Ivan’s Emphasiser example is a textbook case of two competing architectural styles. The inheritance style encapsulates word emphasis in a template method; whereas the composition style encapsulates word emphasis in a separate class. Even before mock objects, design authorities such as the Gang of Four (GoF) urged developers to consider delegation instead of inheritance. In many cases, inheritance is abused, and delegation is a more logical relationship.

However, in this example, inheritance is not abused at all. It is reasonable to have subclasses varying on word emphasis. Admittedly, the composition model is more flexible: if you wanted to emphasise sentences and numbers as well, then composition would let you have any combination of emphasis strategies. But, for the design as is, inheritance offers a unit of “close classes”.

In single-inheritance languages, an inheritance hierarchy makes a convenient “module”; the superclass and its descendants are partitioned off. When the “isa” relationship really is present, it’s worthwhile making use of it to produce such a module, and that’s the case for the inheritance structure. The composition example contains twice as many such modules (Emphasiser and WordEmphasiser). In this case, a further refactoring would help: incorporate the GoF Composite pattern: rename Emphasiser to “DocumentEmphasiser” and create a new Emphasiser interface which both DocumentEmphasiser and WordEmphasiser implement. Now we’re back to one inheritance hierarchy, and one which expresses the DocumentEmphasiser-WordEmphasiser relationship more explicitly. Even so, this is still more complicated than a simple inheritance hierarchy.

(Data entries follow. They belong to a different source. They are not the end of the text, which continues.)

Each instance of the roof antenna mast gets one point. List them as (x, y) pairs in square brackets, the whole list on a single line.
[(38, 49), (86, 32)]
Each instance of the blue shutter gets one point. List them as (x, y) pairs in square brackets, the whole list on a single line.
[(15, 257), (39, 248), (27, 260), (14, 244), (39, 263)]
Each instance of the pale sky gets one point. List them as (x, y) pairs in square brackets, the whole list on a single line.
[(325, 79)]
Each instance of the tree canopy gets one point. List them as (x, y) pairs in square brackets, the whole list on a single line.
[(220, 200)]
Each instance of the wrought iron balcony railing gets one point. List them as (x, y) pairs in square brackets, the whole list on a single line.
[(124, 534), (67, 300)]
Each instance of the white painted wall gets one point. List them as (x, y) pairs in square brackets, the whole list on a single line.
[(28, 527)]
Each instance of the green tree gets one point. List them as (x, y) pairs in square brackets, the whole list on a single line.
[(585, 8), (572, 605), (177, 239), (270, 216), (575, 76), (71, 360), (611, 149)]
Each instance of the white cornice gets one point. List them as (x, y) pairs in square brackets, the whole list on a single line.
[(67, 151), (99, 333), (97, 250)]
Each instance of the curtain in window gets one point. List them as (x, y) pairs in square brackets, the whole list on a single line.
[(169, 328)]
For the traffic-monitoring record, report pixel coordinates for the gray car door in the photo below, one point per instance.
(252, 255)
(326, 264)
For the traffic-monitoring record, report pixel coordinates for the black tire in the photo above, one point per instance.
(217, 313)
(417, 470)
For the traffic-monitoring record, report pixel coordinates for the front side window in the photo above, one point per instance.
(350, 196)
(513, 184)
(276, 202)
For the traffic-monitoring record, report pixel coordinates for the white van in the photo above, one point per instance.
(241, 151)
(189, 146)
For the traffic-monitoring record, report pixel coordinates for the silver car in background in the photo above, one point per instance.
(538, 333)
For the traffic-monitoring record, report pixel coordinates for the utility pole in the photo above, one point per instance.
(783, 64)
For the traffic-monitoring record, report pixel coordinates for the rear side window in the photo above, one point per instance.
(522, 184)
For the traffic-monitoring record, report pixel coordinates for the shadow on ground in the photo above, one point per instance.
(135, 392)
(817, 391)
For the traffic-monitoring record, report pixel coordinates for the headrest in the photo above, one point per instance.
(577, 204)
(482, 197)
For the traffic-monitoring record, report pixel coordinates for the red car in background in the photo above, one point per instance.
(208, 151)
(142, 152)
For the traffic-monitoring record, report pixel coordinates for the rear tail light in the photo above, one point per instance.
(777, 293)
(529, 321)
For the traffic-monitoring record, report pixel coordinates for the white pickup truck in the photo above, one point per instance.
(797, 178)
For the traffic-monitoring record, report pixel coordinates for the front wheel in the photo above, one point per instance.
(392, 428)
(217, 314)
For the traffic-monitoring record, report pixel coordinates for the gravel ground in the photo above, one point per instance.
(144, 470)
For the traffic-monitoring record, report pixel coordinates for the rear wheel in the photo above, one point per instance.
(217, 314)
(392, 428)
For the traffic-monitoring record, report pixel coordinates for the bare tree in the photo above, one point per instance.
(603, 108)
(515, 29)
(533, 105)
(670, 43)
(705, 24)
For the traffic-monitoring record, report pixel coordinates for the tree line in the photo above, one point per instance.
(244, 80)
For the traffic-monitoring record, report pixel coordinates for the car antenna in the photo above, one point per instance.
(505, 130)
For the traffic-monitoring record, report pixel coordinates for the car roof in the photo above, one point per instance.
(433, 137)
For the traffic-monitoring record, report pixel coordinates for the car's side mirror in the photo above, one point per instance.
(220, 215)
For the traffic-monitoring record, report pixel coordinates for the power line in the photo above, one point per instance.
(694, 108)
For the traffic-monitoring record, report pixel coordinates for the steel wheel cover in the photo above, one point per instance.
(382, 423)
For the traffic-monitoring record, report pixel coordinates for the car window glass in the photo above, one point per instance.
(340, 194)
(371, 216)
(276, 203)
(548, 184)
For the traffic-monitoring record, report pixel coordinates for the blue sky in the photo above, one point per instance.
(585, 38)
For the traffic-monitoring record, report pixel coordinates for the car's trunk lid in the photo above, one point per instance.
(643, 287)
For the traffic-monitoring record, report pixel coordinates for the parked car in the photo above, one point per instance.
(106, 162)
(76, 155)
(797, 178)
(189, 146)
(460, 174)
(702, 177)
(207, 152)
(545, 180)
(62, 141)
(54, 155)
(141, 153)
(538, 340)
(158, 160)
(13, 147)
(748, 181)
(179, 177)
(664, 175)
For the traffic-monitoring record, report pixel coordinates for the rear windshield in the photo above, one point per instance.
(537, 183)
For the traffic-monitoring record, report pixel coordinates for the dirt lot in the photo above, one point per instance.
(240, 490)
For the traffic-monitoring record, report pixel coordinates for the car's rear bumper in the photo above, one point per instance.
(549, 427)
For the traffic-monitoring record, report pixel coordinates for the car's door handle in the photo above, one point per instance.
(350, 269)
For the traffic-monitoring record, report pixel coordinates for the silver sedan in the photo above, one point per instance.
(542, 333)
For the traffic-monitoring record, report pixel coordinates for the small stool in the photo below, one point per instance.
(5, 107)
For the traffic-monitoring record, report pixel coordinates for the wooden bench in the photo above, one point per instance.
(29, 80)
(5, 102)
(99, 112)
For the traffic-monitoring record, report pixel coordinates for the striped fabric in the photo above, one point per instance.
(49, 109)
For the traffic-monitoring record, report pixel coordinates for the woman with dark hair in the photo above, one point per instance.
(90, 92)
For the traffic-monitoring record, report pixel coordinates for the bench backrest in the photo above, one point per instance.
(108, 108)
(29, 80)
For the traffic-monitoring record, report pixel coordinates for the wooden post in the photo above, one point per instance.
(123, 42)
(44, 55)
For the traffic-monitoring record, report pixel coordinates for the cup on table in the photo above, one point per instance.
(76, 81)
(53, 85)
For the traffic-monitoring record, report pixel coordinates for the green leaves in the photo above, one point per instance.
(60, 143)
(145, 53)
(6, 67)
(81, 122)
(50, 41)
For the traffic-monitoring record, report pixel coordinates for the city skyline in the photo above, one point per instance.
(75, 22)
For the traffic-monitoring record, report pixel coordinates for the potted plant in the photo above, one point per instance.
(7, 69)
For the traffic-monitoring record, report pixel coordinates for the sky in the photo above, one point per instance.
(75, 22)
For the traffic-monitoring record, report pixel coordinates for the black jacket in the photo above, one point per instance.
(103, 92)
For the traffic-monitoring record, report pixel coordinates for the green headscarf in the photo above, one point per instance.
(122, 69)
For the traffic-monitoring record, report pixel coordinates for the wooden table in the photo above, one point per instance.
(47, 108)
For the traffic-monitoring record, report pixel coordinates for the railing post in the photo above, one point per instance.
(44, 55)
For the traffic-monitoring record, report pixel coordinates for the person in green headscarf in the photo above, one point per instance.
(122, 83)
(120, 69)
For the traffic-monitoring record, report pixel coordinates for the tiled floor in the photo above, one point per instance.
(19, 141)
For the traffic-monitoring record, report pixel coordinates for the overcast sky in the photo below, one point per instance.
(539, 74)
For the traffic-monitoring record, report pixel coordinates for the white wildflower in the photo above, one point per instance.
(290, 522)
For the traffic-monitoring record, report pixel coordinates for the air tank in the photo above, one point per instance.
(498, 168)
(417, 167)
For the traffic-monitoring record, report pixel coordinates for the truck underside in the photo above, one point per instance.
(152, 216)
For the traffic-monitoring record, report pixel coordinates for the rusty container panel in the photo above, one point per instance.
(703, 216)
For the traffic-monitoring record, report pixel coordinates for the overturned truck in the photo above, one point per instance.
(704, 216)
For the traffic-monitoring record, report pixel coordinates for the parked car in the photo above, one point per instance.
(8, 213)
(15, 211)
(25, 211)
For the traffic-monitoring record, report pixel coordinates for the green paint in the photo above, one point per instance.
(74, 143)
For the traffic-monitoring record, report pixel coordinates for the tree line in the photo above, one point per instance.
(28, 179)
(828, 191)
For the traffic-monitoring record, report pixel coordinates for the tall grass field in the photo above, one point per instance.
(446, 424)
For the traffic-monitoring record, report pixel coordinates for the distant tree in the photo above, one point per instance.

And for all that, the composition architecture is the one I’d likely use in this case. Testability, as the blog entry says, is the key. Many developers think that designs shouldn’t be influenced by testability. Utter nonsense! Programs are not oil paintings … they are there to solve a problem, not to be admired for their elegance. Hopefully, elegant solutions will also solve problems, but in some cases a trade-off must be made. One of the use cases for software is testing it, so this use case must be considered in evaluating design choices.

In this case, composition is a bit less elegant, but a lot more testable, than composition. So it’s the optimal choice in most real-world situations. (Though I’d consider taking it further with Composite.)

So here’s the point: do we have to make the trade-off between testability and intuitiveness? All this shows there is an opportunity to create superior testing and language facilities. In an ideal environment, there will be no trade-off to make; the best design will be sufficiently testable.